The legalization of sports betting in Oklahoma was viewed as a longshot when 2020 began, but that is no longer the case. The federal government gave the chances of sports betting a boost earlier this week, but don’t expect to place any bets in the state anytime soon.
Tribal nations have been in a legal dispute with Governor Kevin Stitt since Jan. 1, and things have gotten ugly in Oklahoma. The biggest tribes have filed a lawsuit against the governor, but some smaller tribes have started their own negotiations outside of court.
The battle stems from gaming compacts in the state that expired on Jan. 1, 2020. Tribes felt that the compacts should automatically carry over into the next year, but Governor Stitt wanted to renegotiate with the tribes.

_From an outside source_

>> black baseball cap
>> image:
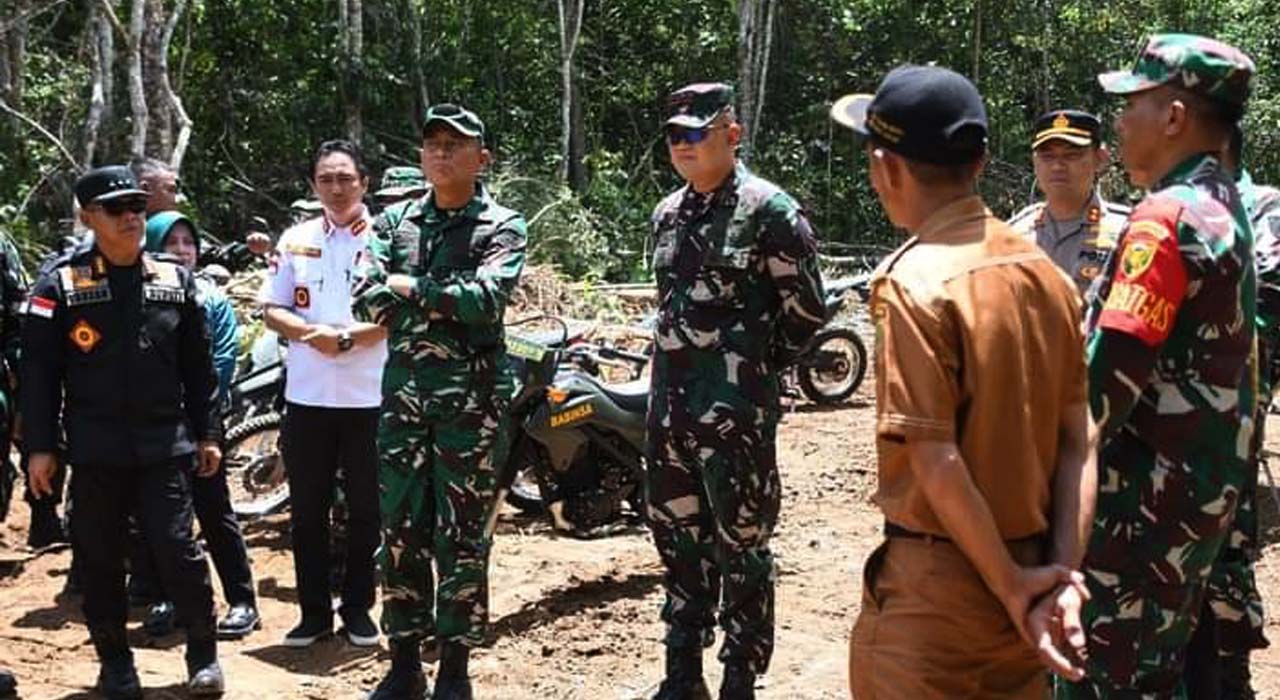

Stitt was able to reach an agreement with the Otoe-Missouria Tribe and the Comanche Nation, and sports betting was included in this agreement. Governor Stitt promised the two tribes that they could offer sports betting at their casinos, which prompted some immediate arguments from lawmakers.
These compacts were forced to be approved by the U.S. Department of Interior (DOI), and they did approve the compacts. The compacts were announced on April 21, and the federal government did not have any problem with the governor including sports betting in the deal.
Oklahoma Attorney General Mike Hunter still argues that these agreements violate current state law, but sports betting will now be a big discussion in the state. The DOI approved the compacts, but much of the argument was centered around horse race betting.
The state is expected to challenge the decision of the DOI, and another intense legal battle could ensue. The Comanche Nation and Otoe-Missouria Tribe were hoping to launch sportsbooks in the near future, but they will likely be forced to wait.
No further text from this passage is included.